From the rainforests of Vancouver to the fisheries of the East Coast, Newfoundland, Canada boasts green skylines, pristine rivers, and a friendly people always willing to share a cold beer and a good conversation. For individuals planning on relocating to Canada, becoming familiar with the country is the first step of a successful transition.
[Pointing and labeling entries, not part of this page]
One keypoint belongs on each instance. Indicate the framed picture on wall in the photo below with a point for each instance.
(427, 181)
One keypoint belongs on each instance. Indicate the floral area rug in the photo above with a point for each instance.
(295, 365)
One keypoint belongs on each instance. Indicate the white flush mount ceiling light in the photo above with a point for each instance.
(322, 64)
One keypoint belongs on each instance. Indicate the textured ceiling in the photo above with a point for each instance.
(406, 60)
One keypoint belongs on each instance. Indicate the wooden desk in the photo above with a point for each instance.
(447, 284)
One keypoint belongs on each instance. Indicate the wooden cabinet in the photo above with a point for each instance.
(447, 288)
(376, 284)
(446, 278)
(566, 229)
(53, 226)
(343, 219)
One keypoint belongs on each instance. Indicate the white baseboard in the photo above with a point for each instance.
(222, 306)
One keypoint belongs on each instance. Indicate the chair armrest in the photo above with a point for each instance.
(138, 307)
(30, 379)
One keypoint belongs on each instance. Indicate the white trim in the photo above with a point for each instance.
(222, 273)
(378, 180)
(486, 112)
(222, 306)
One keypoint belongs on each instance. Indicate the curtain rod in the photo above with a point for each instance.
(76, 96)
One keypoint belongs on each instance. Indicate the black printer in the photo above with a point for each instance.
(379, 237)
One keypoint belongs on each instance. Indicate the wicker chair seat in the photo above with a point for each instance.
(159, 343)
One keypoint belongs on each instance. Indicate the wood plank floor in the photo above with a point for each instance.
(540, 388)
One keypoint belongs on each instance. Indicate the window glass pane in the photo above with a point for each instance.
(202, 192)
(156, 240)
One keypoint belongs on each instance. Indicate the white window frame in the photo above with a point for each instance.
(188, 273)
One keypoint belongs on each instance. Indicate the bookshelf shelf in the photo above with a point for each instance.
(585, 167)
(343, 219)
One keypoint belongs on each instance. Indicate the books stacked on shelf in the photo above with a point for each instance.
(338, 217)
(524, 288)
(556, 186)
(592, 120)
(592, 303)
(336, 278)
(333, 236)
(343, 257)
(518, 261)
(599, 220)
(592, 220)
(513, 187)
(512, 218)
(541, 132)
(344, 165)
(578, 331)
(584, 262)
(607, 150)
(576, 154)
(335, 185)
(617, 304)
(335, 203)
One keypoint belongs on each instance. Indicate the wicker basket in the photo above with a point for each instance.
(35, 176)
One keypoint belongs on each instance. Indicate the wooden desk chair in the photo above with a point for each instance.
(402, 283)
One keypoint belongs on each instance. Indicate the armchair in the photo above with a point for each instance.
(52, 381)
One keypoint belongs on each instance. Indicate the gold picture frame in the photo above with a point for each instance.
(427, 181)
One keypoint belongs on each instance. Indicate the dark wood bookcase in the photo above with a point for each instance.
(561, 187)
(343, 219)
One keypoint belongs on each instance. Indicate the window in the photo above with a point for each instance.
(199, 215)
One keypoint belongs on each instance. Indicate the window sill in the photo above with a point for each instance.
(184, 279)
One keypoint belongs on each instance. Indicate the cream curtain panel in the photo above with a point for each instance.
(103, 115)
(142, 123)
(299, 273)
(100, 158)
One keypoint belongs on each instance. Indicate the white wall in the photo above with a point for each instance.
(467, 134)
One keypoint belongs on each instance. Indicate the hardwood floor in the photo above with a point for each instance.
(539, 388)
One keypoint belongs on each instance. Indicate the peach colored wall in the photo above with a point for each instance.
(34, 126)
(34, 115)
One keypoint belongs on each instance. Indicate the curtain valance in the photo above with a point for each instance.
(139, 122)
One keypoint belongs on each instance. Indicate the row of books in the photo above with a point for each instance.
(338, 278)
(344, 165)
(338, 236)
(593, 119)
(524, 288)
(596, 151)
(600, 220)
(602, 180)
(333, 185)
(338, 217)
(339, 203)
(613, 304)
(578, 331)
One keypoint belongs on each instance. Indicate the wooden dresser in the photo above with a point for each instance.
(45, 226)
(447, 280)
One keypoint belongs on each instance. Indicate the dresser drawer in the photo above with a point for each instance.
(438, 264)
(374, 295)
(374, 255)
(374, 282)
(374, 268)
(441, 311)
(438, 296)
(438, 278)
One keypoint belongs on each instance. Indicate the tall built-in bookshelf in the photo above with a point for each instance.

Respect and human decency is the law in Canada, so it should come as no surprise that Canada’s international reputation is a friendly one. It is this egalitarian approach to shared prosperity which distinguishes Canadian culture, and to natural-born citizens the word “immigrant” is just another way of saying a Canadian that came from somewhere else first. To all Canadians regardless of province, it is a point of national pride to be both accommodating and welcoming.
For newcomers, this means getting settled won’t be hard – if you ask, your neighbours will help.
Canadians love poutine! Well, actually, as delicious as cheese curds, beef gravy, and French fries might be, Canadian classics differ from province to province and in general, most of the country’s favorite staples come from leaner times, designed to feed a large family or group of individuals for less. From fried bologna in Newfoundland to a pork and lard pie called a tourtière in Quebec, it might not look pretty but if it’s warming, filling, and cheap, it’s probably Canadian.
For Northerners, the cost of processed food tends to be higher due to dangerous shipping conditions and unpredictable weather. For those living in the Northwest Territories, Nunavut or the Yukon, hunting, fishing, and foraging is still common, putting seal, caribou, Atlantic cod and salmon on the menu, along with Inuit staples such as bannock (a type of Inuit bread) or Akutaq, a mix of animal fat, berries, roots, and meat. In this part of Canada, it is also legal for First Nations people to hunt whale, however the size and number of whales that can be harvested is monitored.
Currency & Cost
Like the USA, Canadian currency has a nickel, dime, and quarter, but also a one-dollar coin called the Loonie (for the loon struck onto the face) and a two-dollar coin called the Toonie.
When it comes to property costs, apartments in any province run between $900 and $2800 dollars the closer you are to the city (regardless of province) and heating costs are not usually included, ranging from $100 to $600 dollars per month. But despite popular rumor, you won’t have to pack up the dogsled when moving to Canada- it’s not cold year-round, so these types of costs will be relative.
For medical care without a Canadian Health Card, a visit to most clinics will cost between $60 and $120 dollars for minor medical treatments, plus the cost any prescription medication needed.